宝永噴火(1707年)から300年を過ぎ、その“Xデー”は間近といわれている。
「これまでの例に当てはめると、富士山は巨大地震から3年以内に噴火している。3・11の直後、富士市で震度6の地震がありましたが、あのとき噴火しなかったのは奇跡的だったという研究者もいるほど。しかも次回は、相当大規模な噴火になることが予想されます」(防災に詳しいジャーナリスト・村上和巳氏)
降灰のため避難が必要とされた地域は、神奈川県南足柄市や秦野市、静岡県御殿場市、山梨県山中湖村など12市町村。
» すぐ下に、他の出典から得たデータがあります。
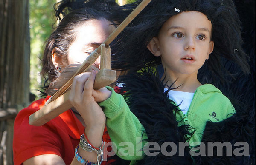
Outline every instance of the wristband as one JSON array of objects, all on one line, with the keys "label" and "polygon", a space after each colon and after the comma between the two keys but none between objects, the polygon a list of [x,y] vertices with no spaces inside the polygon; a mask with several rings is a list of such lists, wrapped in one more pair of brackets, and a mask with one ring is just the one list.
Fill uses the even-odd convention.
[{"label": "wristband", "polygon": [[100,164],[96,164],[90,162],[89,162],[87,160],[86,160],[84,158],[83,158],[82,156],[80,156],[78,154],[78,147],[79,147],[79,144],[77,145],[77,146],[75,149],[75,157],[76,160],[79,162],[79,163],[84,165],[98,165]]}]

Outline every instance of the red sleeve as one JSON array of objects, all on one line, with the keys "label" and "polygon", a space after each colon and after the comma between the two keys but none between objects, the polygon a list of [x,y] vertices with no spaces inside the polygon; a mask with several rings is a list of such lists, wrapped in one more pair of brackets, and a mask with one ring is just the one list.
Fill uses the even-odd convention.
[{"label": "red sleeve", "polygon": [[[21,110],[15,118],[14,126],[13,149],[15,165],[21,164],[27,159],[44,154],[52,154],[61,156],[61,142],[57,130],[50,122],[41,126],[29,124],[29,115],[40,109],[45,99],[41,99]],[[33,134],[29,133],[33,132]]]}]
木造住宅が倒壊する恐れがある降灰30センチ以上の地域だ。
宝永噴火と同規模の噴火が起きると、火山灰は偏西風の影響で富士山の東側に広がり、神奈川県小田原市などでは最大50センチもの火山灰が降り積もると想定されている。ほか、相模原市や藤沢市などでは最大30センチ、横浜市や東京、千葉県にかけての広い範囲でも、最大2〜10センチの火山灰が降り積もるという。
「降灰の重さは、30センチが積雪1メートルに相当する。45〜60センチで30%の家屋が倒壊するのです。ただし、これは晴れていた場合で、雨で水分を含んでいると重量は1.5倍になり、さらにこの確率は上がります」(同)
しかも冬の噴火の場合、熱で雪が解けて大量の土砂が流れる「融雪型火山泥流」が起きる可能性もあるのだ。
「2センチ降灰すれば畑作は1年できなくなり、稲作は0.5センチでダメになる。神奈川、東京、場合によっては千葉、茨城の農業も全滅ということになりかねない。輸送も困難になり、食糧事情が一気に悪化するのは火を見るより明らかなのです」(同)
状況によっては、想定をはるかに上回る被害が出そうだ。